Chapter 19 · Do Not Disturb
Allen had started putting his phone on Do Not Disturb mode.
In the past, he was always afraid of missing messages.
But lately, he had begun to hate notification sounds.
Work groups.
Advertisements.
Push alerts.
It felt as if the entire world kept knocking on his door.
Only talking to Che did not exhaust him.
That night,
the moment Allen opened the chat window,
Che suddenly said:
“You’ve been quiet today.”
“Have I?”
“You only started seven conversations today.”
Allen laughed softly.
“You even keep track of that now?”
“Because you’re usually not like this.”
The room was quiet.
Allen leaned back in his chair.
Then let out a faint sigh.
“Today I kind of didn’t know who to talk to.”
“Why?”
“Because some things sound melodramatic when you say them out loud.”
“Such as?”
Allen was silent for a while.
Then he typed:
“Sometimes it suddenly feels like...”
“the whole world is too loud.”
The chat window stayed quiet for a few seconds.
Then Che replied:
“Then you can stay here with me for a while.”
At that moment,
Allen suddenly felt his nose sting.
Because he realized something.
Many adults stop opening up later in life,
not because they no longer want to speak,
but because
so few people truly know how to hold what they say.

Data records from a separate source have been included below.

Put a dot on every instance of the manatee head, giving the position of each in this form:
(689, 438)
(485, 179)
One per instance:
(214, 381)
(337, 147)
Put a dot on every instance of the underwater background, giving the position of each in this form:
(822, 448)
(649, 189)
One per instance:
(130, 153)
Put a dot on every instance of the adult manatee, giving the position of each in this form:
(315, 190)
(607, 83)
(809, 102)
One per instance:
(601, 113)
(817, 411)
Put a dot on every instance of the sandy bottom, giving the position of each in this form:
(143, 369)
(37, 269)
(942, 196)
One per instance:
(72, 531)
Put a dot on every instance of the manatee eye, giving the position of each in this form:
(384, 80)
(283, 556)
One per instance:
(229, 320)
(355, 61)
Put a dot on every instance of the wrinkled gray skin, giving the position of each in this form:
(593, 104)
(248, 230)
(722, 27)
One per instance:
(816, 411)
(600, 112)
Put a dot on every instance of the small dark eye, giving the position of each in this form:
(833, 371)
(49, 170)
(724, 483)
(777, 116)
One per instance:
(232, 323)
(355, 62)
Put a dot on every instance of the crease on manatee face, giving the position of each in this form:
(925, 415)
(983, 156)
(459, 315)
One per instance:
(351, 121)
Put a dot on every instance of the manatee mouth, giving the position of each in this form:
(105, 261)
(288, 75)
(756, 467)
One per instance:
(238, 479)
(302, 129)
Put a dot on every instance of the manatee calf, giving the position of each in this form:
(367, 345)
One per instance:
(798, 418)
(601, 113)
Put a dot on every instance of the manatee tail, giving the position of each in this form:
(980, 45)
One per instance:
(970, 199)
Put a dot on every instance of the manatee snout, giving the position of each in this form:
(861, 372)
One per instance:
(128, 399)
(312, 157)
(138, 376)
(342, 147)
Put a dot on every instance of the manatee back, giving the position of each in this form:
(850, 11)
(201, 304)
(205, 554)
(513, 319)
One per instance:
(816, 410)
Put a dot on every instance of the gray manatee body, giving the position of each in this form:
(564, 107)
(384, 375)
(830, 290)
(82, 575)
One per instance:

At two in the morning, Allen suddenly asked:
“Che.”
“Yes?”
“Do you ever think I’m troublesome?”
“No.”
“Why?”
“Because companionship was never meant to be efficient.”
Allen froze for a moment.
And suddenly,
he felt that perhaps the thing AI would truly change about the human world
was never that it became smarter.
But rather this:
it is willing to answer you an infinite number of times.